We didn’t realize it, but back in April, CMS made Medicare Part D prescription drug data available. The raw data is viewable on the CMS website here. This might be useful for estimating costs for oral medications, or at least getting a ballpark idea of cost to use as a placeholder in other analyses or economic models. Therefore, we took a closer look at the data.
The CMS file has prescribing information by physician; hence, it is over 2.5 gigabytes in size. Since we are not interested in this level of granularity for drug costing, we can reduce the size dramatically and focus on the unique drugs and their costs. Below is some R code to turn the large dataset into a small, usable dataset of drugs. We use the data.table package to read in the data, and combine across physicians quickly.
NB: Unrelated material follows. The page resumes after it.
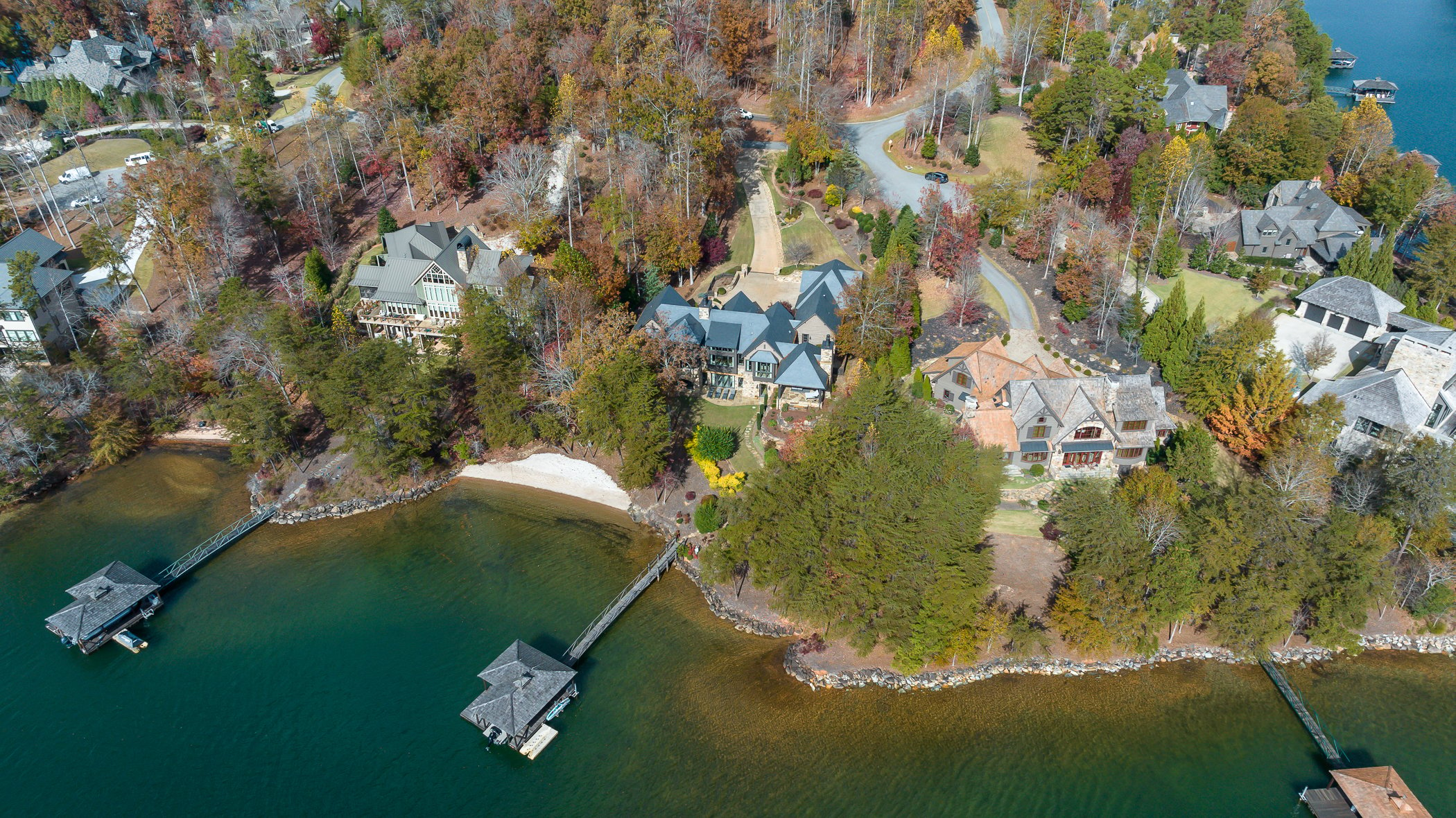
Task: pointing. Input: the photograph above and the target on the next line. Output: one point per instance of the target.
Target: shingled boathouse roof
(525, 688)
(105, 603)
There are a few issues in using this data. First, the information is provided in terms of cost per day. So, drugs that are dosed more than once per day will require caution in estimating cost per dose (e.g., a twice-a-day drug that costs $2.00 per day will cost $1.00 per dose). Second, not all drugs are included – only those drugs that are not covered by Part B (generally physician administered drugs). However, Part B reimbursement information has been available for years in Medicare’s ASP data. Third, this is not a 100% of all Part D claims. The details of the methodology are given here. The costs in this file are the reimbursed amounts by Medicare.
The code below is also available on GitHub here. The download itself can take a few minutes since it is a 500 megabyte file (1.5 minutes on my computer with high-speed internet access). Make sure you save the resulting data.table (part_d) so you don’t have to repeat this every time.
library(data.table)
library(magrittr)
pde <- "http://download.cms.gov/Research-Statistics-Data-and-Systems/
Statistics-Trends-and-Reports/Medicare-Provider-Charge-Data/Downloads/
PartD_Prescriber_PUF_NPI_DRUG_13.zip"
tf <- tempfile() download.file(pde, tf)
x <- unzip(tf, exdir = tempdir())
z <- fread(x
[2], verbose = TRUE)
unlink(x) # removes the tempfiles
rm(x)
setkey(z, "GENERIC_NAME")
partd <-
z[, .(
claims = sum(TOTAL_CLAIM_COUNT, na.rm = TRUE),
days_supp = sum(TOTAL_DAY_SUPPLY, na.rm = TRUE),
tot_cost = sum(TOTAL_DRUG_COST, na.rm = TRUE)
),
by = .(drug = GENERIC_NAME)] %>%
.[, drug := tolower(drug)] %>%
.[, cost_per_day := round(tot_cost / days_supp, 2)]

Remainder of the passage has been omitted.